If work phone matches any existing home, work or alt phones.
If alt phone matches any existing home, work or alt phones.
If a concat of last name, street address and zip match any existing.
Table currently contains about 60,000 entries (imported from old system) and we can expect it to grow.
Indexes are on home, work and alt phones, as well as last name, street address and zip. Tried it without indexes, it was slow.. tried it with indexes.. still about the same speed.
Tried seeing if putting the dupe check into a prepared statement sped it up any. It didn't.
Analyzed table. Same speed.
Out of 60,000 entries, we have roughly 40,000+ unique phone numbers (that's doing a union on all three phone number columns). So even pre-compiling just that list and querying another table is going to be similar in time issues it seems.

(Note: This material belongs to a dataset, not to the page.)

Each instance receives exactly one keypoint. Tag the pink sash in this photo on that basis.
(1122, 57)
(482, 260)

For new contacts being brought in, we might have 30-60 at a time (maybe more) so this query would end up being run on each of the 30-60. At 1.5-2 sec for each query, that ends up being a full minute or two to do the whole scan.

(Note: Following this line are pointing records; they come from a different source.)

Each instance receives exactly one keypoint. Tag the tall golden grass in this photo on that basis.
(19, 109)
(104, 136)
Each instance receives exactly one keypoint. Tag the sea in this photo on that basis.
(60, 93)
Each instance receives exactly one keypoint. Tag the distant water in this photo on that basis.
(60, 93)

If I pull the phone #'s and name/address/zip combies into an array in PHP first, it's only like 12 secs, but each user would end up pulling it (and maybe store in a session variable or something) and re-pull it periodically to make sure it's semi-fresh. This sounds like the quicker, but not the "best" solution.
Any tricks, tips or philosophical and/or theoretical things I've just not seeing, please let me know.